ARTS

There’s a Cousin Greg Inside All of Us

4 min read

Liz Foster ’22

Bits & Pieces Editor

“Have you ever seen, like, so, a doobie?” asks Greg Hirsch of HBO’s Succession. “You’re gonna go to the party. You’re gonna get him a nice gift. And you’re gonna look nice,” replies his mother. After a weed-induced vomiting episode in the presence of a crowd of children, Greg is out on the street, fired from his great uncle’s prestigious media company: Waystar|Royco. Finagling his way into great-uncle Logan Roy’s family business with charm and desperation, Greg is dubbed “Cousin Greg” and adopts the role of a glorified intern.

Cousin Greg begins as the show’s humblest character in a sharp contrast to his Voss Water drinking relatives vying for the title of CEO. Greg just wants to be there. In Nick Calloway-esque fashion, he creeps his way into the world of the rich and powerful through dirty work and becoming a human doormat. He shifts from the fringes of the Roy family towards center field, becoming more integral to the Waystar team as he dodges jail time.

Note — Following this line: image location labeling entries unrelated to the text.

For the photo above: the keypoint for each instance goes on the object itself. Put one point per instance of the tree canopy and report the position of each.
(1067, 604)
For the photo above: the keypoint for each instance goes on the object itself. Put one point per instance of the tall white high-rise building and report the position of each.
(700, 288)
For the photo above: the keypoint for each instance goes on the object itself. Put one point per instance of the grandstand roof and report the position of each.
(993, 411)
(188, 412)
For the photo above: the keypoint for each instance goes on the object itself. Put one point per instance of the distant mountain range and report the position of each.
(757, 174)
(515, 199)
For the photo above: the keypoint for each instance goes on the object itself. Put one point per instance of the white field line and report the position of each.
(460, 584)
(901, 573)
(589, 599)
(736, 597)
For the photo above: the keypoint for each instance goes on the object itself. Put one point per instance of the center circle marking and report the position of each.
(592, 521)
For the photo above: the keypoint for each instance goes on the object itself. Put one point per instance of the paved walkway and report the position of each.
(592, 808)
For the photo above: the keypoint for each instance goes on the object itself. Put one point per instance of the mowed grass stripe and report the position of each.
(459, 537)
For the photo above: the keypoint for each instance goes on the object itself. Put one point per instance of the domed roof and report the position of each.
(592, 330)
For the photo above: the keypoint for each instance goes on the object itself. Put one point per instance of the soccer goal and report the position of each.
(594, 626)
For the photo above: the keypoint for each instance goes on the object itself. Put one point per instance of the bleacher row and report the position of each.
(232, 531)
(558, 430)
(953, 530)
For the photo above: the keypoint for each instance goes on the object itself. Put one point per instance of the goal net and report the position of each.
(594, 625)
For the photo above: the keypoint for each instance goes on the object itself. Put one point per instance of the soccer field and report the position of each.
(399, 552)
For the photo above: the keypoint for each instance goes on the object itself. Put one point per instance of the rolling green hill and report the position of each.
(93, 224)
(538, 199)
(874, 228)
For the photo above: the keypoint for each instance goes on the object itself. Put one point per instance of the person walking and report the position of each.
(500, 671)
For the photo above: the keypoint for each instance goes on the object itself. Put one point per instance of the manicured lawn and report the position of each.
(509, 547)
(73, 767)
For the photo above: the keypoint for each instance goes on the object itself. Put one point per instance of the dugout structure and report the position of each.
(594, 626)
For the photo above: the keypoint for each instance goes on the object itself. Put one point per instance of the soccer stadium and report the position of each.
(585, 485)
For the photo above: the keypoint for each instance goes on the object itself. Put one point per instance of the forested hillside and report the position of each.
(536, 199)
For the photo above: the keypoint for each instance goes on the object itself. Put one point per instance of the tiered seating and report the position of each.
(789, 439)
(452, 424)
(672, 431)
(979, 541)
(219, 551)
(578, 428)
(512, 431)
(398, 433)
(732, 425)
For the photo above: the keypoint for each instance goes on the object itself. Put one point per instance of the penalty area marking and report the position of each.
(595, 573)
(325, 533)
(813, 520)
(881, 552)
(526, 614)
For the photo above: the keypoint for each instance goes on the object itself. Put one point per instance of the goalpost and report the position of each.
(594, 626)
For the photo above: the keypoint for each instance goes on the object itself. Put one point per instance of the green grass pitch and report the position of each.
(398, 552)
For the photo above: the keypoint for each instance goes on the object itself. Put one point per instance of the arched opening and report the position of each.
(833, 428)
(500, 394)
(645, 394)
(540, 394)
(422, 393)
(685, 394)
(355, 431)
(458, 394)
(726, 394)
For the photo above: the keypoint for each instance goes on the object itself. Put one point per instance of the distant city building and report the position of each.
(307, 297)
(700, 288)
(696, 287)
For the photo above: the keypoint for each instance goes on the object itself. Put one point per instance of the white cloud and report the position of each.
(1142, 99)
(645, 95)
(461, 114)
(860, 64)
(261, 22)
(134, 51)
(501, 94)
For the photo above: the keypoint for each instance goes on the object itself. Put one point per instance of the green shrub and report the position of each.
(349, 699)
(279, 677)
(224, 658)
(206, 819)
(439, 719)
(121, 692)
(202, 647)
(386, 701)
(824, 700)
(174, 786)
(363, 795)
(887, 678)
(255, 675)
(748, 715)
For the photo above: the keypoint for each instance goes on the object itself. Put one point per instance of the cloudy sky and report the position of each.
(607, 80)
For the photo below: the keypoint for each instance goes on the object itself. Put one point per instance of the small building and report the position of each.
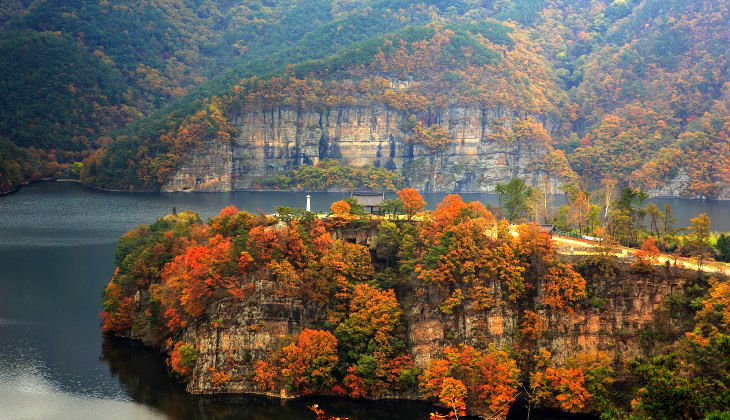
(549, 229)
(371, 202)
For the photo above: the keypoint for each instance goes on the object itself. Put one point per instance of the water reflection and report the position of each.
(56, 255)
(143, 375)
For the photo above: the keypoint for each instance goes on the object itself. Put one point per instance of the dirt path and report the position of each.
(582, 247)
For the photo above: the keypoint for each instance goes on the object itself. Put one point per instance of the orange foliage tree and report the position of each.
(308, 363)
(491, 378)
(412, 201)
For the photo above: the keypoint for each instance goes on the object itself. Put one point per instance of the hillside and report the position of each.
(561, 92)
(295, 304)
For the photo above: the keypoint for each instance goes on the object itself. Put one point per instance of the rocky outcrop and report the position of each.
(273, 142)
(241, 333)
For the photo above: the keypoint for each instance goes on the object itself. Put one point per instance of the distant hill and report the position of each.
(634, 90)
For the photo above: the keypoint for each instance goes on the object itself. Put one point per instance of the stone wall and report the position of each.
(273, 142)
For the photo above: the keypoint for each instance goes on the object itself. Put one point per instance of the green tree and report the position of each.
(513, 198)
(699, 238)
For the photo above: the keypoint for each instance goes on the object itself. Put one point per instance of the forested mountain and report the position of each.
(634, 90)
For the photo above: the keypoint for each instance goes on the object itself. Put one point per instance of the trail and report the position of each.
(583, 247)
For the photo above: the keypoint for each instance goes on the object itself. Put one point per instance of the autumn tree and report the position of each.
(513, 198)
(412, 201)
(308, 362)
(490, 379)
(646, 256)
(699, 239)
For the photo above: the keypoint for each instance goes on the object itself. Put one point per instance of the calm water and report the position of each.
(56, 256)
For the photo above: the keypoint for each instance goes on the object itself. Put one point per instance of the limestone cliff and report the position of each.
(274, 142)
(243, 333)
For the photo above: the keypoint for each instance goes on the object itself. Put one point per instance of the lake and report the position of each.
(56, 255)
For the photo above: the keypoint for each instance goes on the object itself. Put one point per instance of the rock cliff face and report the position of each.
(246, 333)
(274, 142)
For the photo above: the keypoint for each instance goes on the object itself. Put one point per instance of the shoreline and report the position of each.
(77, 181)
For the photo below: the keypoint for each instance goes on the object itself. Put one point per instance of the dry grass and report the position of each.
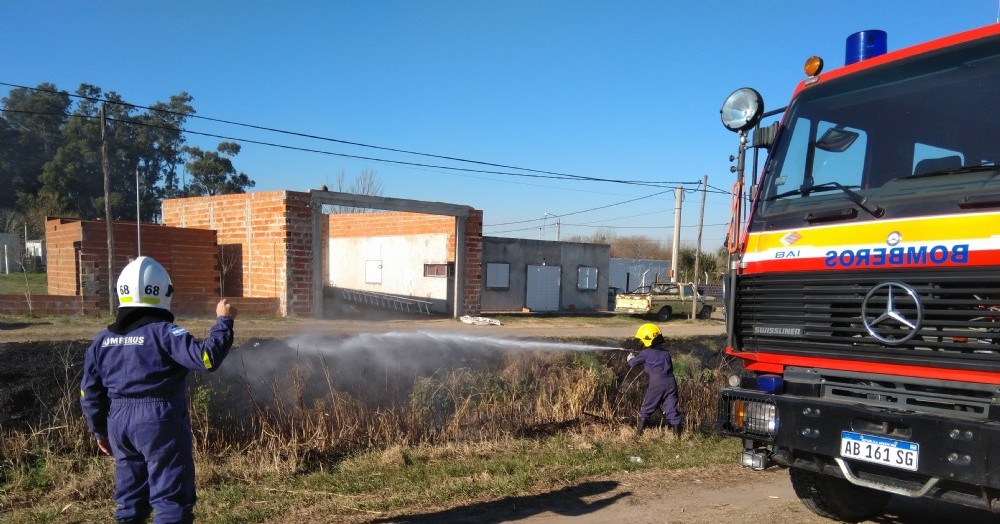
(460, 432)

Succession relies upon its main characters—to call them protagonists feels too kind—being horrible people trying to climb the ranks of power. Kendall descends into a dark spiral that destroys his interpersonal relationships, Shiv all but abandons her marriage, and Roman remains a bumbling perv. Taking over the family company creates a blind vindictiveness that all three siblings fall victim to; however, Greg—sweet, sweet Greg—is a clumsy fool in his ascension to power within the company. Before his search for stability swells into a lust for luxury in season three, Greg is the everyday guy fighting for a chair at the table. That is, if the average person won the nepotism lottery.

Our current job market is turbulent; the cost of living has gone up while salaries remain the same. The Roys of the real world, the Murdochs and the Carnegies, sit on immense fortunes in the same cities where the unhoused die in the streets. The mythical “American Dream” drifts further and further away. Climbing the proverbial ladder grows more and more impossible. We may not know a Kendall Roy, but we are, or have been, a Cousin Greg. Just like the tasks of summer internship, Tom Wambsgans’s commands to Greg are exploitative and demeaning. The illegal unpaid internship feels no different than Greg’s illegal document-burning. Greg is a punching bag, a lowly employee sitting far beneath the ranks of his family members. Everyone has fallen under the command of an exploitative superior at some time or another. Sometimes, we’re just a Gregg in someone else’s Tomlette. We’ve all sought an ascension to a role better than our own. There’s an innate urge to rise to the cream of the crop inside of us. Even when we shake our heads and pretend that the rat-racers and ladder-jumpers are soulless, there’s still the internal desire to achieve the most.

Nepotism benefits Greg in a way few can relate to, but his precarious position as the underdog is all too familiar for the average Joe—or as one may say, the average Greg. Greg’s begrudged malleability grounds him in the tangible world outside of the Waystar|Royco empire. Succession’s harsh edges are softened by his bumbling goofiness. Under the layers of glitzy grime, the Roy family hides a charming secret, a secret by the name of Greg. In a world fraught with all too cunning businessmen, it’s time that we embrace the sweeter side of corporate greed that manifests in our beloved Greg. Don’t we all want to be the silly guy with a seat at the table?